Python Conversation Memory — Deep Dive
Why Memory Architecture Matters
A chatbot without memory is a stateless function: text in, text out. Every production chatbot needs memory, but the right memory strategy depends on conversation length, latency budget, cost constraints, and whether you are building a task-oriented bot or an open-ended conversational agent.
Memory Types in Practice
Buffer Memory
The simplest approach: store every turn and pass the full history to the model or dialog manager.
from dataclasses import dataclass, field
@dataclass
class BufferMemory:
turns: list[dict] = field(default_factory=list)
def add(self, role: str, content: str):
self.turns.append({"role": role, "content": content})
def get_history(self) -> list[dict]:
return self.turns.copy()
def to_prompt(self) -> str:
return "\n".join(f"{t['role']}: {t['content']}" for t in self.turns)
When to use: Short conversations (under 20 turns) where token cost is not a concern. This is the default for most chatbot prototypes.
Limitation: Token count grows linearly. A 100-turn conversation with an average of 50 tokens per turn consumes 5,000 tokens just for history — leaving less room for the model’s response.
Sliding Window Memory
Keep only the most recent N turns:
@dataclass
class WindowMemory:
max_turns: int = 20
turns: list[dict] = field(default_factory=list)
def add(self, role: str, content: str):
self.turns.append({"role": role, "content": content})
if len(self.turns) > self.max_turns:
self.turns = self.turns[-self.max_turns:]
When to use: Medium-length conversations where you need bounded memory. Customer service bots typically use windows of 10-20 turns.
Limitation: Information from early turns is permanently lost.

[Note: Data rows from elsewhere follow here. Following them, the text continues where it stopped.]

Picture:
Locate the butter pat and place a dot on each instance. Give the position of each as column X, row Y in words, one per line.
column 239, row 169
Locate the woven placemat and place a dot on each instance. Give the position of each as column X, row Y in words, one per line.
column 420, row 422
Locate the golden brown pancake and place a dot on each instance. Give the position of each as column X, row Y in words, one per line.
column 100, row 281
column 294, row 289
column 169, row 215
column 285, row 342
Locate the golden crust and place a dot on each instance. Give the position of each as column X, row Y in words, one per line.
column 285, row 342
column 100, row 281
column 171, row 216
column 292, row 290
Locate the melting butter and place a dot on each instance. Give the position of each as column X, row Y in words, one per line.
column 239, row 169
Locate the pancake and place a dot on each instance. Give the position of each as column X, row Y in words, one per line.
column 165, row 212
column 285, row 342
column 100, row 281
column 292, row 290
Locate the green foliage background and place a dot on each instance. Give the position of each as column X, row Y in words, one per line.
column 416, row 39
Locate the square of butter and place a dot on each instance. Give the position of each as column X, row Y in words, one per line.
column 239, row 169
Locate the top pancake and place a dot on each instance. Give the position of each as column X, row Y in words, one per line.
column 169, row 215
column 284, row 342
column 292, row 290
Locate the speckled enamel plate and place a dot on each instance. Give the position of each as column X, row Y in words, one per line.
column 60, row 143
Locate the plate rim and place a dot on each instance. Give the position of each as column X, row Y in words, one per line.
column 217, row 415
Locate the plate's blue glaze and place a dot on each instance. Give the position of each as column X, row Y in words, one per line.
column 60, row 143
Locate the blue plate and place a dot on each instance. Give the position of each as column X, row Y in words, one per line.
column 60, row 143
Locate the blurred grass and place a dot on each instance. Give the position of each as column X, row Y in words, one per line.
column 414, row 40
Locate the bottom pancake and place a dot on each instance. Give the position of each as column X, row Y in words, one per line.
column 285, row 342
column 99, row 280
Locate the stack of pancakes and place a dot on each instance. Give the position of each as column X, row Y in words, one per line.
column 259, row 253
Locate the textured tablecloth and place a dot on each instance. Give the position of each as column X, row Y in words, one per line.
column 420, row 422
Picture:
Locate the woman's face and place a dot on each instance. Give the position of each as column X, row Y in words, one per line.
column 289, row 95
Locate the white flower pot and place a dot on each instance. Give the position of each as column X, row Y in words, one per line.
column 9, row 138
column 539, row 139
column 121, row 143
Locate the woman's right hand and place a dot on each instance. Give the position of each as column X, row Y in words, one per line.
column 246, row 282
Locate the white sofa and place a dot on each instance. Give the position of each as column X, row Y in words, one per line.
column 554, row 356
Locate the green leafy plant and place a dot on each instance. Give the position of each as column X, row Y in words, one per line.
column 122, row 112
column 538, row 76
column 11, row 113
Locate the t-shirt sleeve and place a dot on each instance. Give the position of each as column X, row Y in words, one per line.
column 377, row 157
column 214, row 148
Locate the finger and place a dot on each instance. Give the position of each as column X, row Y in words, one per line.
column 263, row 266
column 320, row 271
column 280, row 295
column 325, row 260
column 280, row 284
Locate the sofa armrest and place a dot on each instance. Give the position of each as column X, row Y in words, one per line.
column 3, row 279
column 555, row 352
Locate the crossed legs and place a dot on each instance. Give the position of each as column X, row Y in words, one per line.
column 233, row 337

If the user mentioned their name in turn 1, it disappears after turn 21.
Summary Memory
Periodically compress older turns into a summary, keeping recent turns intact:
import openai
class SummaryMemory:
def __init__(self, recent_window: int = 10, model: str = "gpt-4o-mini"):
self.summary: str = ""
self.recent: list[dict] = []
self.recent_window = recent_window
self.model = model
def add(self, role: str, content: str):
self.recent.append({"role": role, "content": content})
if len(self.recent) > self.recent_window * 2:
self._compress()
def _compress(self):
old_turns = self.recent[:-self.recent_window]
old_text = "\n".join(f"{t['role']}: {t['content']}" for t in old_turns)
prompt = (
f"Current summary:\n{self.summary}\n\n"
f"New conversation turns:\n{old_text}\n\n"
"Write an updated summary capturing all important information, "
"decisions, and context. Be concise."
)
response = openai.chat.completions.create(
model=self.model,
messages=[{"role": "user", "content": prompt}],
max_tokens=300,
)
self.summary = response.choices[0].message.content
self.recent = self.recent[-self.recent_window:]
def to_prompt(self) -> str:
parts = []
if self.summary:
parts.append(f"Conversation summary: {self.summary}")
parts.extend(f"{t['role']}: {t['content']}" for t in self.recent)
return "\n".join(parts)
When to use: Long conversations (30+ turns) where you need to preserve key information without unbounded growth. Common in coaching bots, therapy bots, and complex customer journeys.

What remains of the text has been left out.